La Tchéquie face aux défis de la formation des adultes
Soucieuse de favoriser l'apprentissage tout au long de la vie, la Tchéquie multiplie les initiatives pour articuler l'éducation formelle et non formelle. Le pays s'appuie notamment sur son Registre national des qualifications (Národní soustava kvalifikací - NSK). Malgré ces efforts, le taux de participation des adultes à la formation continue reste modeste : en 2024, seulement 9,9 % des 25-64 ans avaient pris part à une activité éducative formelle ou non formelle selon la Labour Force Survey. L' Adult Education Survey révèle néanmoins qu'en 2022, 40 % des adultes tchèques avaient suivi au moins une formation non formelle.

Par Michel Jouini - Le 28 avril 2025.
Un cadre institutionnel et législatif structuré
La gouvernance de la formation des adultes repose principalement sur deux ministères : le Ministère de l'Éducation, de la Jeunesse et des Sports et le Ministère du Travail et des Affaires sociales, qui définissent les orientations stratégiques. La législation nationale, en particulier la loi sur l'éducation (n° 561/2004) et la loi sur la reconnaissance des résultats de l'éducation continue (n° 179/2006), fournit un cadre robuste pour la formation tout au long de la vie et pour la validation des acquis de l'expérience. Le NSK (registre national des qualifications), pierre angulaire de ce dispositif, propose aujourd'hui une offre diversifiée, avec 1451 qualifications professionnelles et 217 qualifications complètes alignées sur les niveaux 2 à 7 du Cadre Européen des Certifications.
La formation des adultes en Tchéquie est portée par une grande diversité d'acteurs : écoles, universités, organismes privés, employeurs, syndicats, ONG ou associations professionnelles.
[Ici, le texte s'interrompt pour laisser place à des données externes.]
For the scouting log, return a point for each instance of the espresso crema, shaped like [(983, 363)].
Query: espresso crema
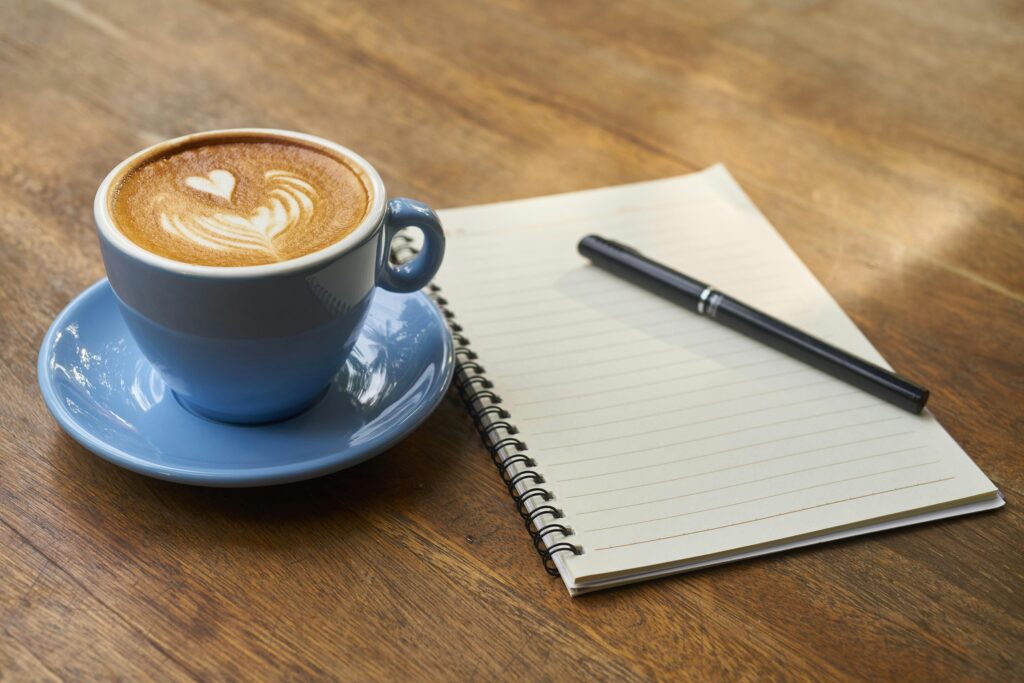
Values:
[(240, 200)]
Toutefois, pour proposer des formations reconnues ou subventionnées, ces entités doivent obtenir une accréditation officielle délivrée par le Ministère de l'Éducation. Parallèlement, le système de reconversion professionnelle (Rekvalifikace) permet aux demandeurs d'emploi — mais aussi, dans certains cas, aux salariés ou indépendants — d'acquérir de nouvelles qualifications en réponse aux besoins du marché du travail. Ces formations, axées sur les compétences pratiques, sont souvent financées par les bureaux de travail locaux ou auto-financées par les participants.
Un nouveau levier : "Jsem v kurzu", l'équivalent tchèque du CPF ?
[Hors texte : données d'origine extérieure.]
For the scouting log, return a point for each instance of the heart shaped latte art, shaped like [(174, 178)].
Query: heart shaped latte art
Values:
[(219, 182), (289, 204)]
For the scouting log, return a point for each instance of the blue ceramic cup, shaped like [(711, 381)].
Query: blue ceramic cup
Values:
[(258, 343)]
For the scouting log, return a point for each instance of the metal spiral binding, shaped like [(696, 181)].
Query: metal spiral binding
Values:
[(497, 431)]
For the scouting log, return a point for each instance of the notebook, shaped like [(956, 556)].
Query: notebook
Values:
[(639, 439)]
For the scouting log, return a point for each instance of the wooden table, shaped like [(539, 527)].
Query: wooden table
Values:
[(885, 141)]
Pour faciliter l'accès individuel à la formation, la Tchéquie a lancé le programme "Jsem v kurzu" ("Je suis en cours"), inscrit dans le cadre du Plan national de relance.
Ce dispositif permet aux adultes souhaitant se former ou se reconvertir de bénéficier d'un compte personnel de formation et d'un soutien financier couvrant jusqu'à 82 % du coût d'une formation, avec un plafond fixé à 50 000 CZK (environ 2 000 euros) sur une période de trois ans. Le reste du coût est à la charge du participant.
Accessible via une plateforme officielle recensant les cours de reconversion et de formation continue accrédités, "Jsem v kurzu" fonctionne sur un modèle proche du Compte personnel de formation français. Malgré son ambition, "Jsem v kurzu" présente plusieurs défis majeurs;
D'une part, la plateforme n'est pas régulée strictement, et il n'existe pas de contrôle rigoureux des organismes de formation agréés, ce qui expose le système à des risques de qualité variable.
D'autre part, le financement du programme ne repose pas sur une contribution dédiée des entreprises, comme c'est le cas pour le CPF en France, mais sur des fonds européens issus du Plan national de relance. Cette dépendance pose la question de la pérennité du financement une fois les aides européennes terminées.
Présent à Prague les 24 et 25 avril 2025 à l'occasion du premier "Partnership Forum" de 2025 organisé par le Cedefop dans le cadre du réseau ReferNet, Centre Inffo a été accueilli par le Národní Pedagogický Institut. Les échanges et présentations menés lors de cet événement ont mis en lumière les défis auxquels la Tchéquie est confrontée dans la réforme de son système de formation initiale et continue.